Documenting the new locks

Take photos of the new locks and write down any model numbers or codes. This information becomes useful years later when a key needs duplication, a battery needs replacing, or a part needs ordering. A small folder with locksmith receipts, lock models, and key codes saves time later.

Cost expectations

Total move-in locksmith work for a typical home — rekeying three to five exterior locks, evaluating window and slider locks, and answering questions about additional security — usually runs two to five hundred dollars in most markets. For a new home purchase representing a major investment, this is a small expenditure that establishes immediate control over access.

Common mistakes to avoid

A few mistakes show up regularly during move-in security work:

Trying to handle it later. The longer the move-in window stretches, the more likely the rekeying never happens. Schedule it within the first week or it tends not to happen at all.

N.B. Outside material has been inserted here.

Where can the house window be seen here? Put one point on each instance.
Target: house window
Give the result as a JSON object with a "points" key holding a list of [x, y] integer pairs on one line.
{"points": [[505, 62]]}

Doing only the front door. The front door is just one of several entry points, and burglars don't preferentially use the front door. A partial rekey leaves the rest of the home with whatever access patterns the previous owners established.

Trusting the listing agent's assurance that "the locks have been changed." Sometimes they have been, sometimes they haven't, and there's no easy way to verify after the fact. Doing your own rekey is the only reliable way to establish that the keys you have are the only keys that work.

Buying expensive locks that don't match the door. A high-end deadbolt installed on a hollow-core door provides limited security. Match the lock investment to the door — and consider whether the door itself needs upgrading before installing premium locks.

Setting up the locksmith relationship

The locksmith you call for move-in work is a candidate for becoming your regular locksmith for years to come. If the experience is good — clear pricing, professional work, helpful advice — save the contact and use the same locksmith for future needs. The relationship pays off in better service over time, and you avoid the lottery of starting over with each new locksmith call.